1. An electricity generator device including a combustor comprising an inlet region or chamber intended to receive a flow of fuel and a combustion supporter at high pressure, an outlet region or chamber or combustion product exhaust at relatively lower pressure, and at least one separation element of nano-porous or micro-porous semi-conductor material which separates the inlet region or chamber from the outlet region or chamber; the separation element having a plurality of nano-pores or micro-pores passing therethrough which define communication passages between the inlet region or chamber and the outlet region or chamber; the surface of the said pores passing therethrough being at least partly clad in a layer of electrically conductive or semi-conductive material which, relative to the semi-conductor material of the separation element, substantially forms an extended junction, in particular a p-n junction or a Schottky junction or a hetero junction; and first and second electrodes connected to the cladding of the said pores passing therethrough and, respectively, to the semi-conductor material of the separation element; the arrangement being such that in operation the said pores passing therethrough act as confined combustion microchambers and the energy developed by the combustion is capable of causing, in the said junction, the creation of stable electron-hole pairs and the generation of a corresponding potential difference between the said electrodes.
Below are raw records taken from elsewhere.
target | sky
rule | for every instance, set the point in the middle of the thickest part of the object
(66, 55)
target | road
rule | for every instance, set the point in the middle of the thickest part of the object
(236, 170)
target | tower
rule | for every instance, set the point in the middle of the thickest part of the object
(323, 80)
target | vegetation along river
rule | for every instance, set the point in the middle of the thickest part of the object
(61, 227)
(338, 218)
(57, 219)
2. An electricity generator device according to claim 1, in which the semi-conductor material of the separation element is silicon, and the cladding of its pores passing therethrough is made of a catalyzing material or a noble metal, in particular palladium or gold or platinum, or with a doped semi-conductor material having a conductivity of predetermined type or sign.

3. An electricity generator device according to claim 1, in which the separation element is made in the form of disc or sheet.
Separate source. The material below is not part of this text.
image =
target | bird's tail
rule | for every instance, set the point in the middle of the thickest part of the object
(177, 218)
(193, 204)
4. An electricity generator device according to claim 1, in which the separation element is essentially of tubular form and the said pores passing therethrough extend between its internal surface and its external surface.

5. An electricity generator device according to claim 1, in which the claddings of the pores passing through the separation element are interconnected by a cladding which extends over a principal face or surface of the separation element facing the inlet chamber or region or the outlet chamber or region.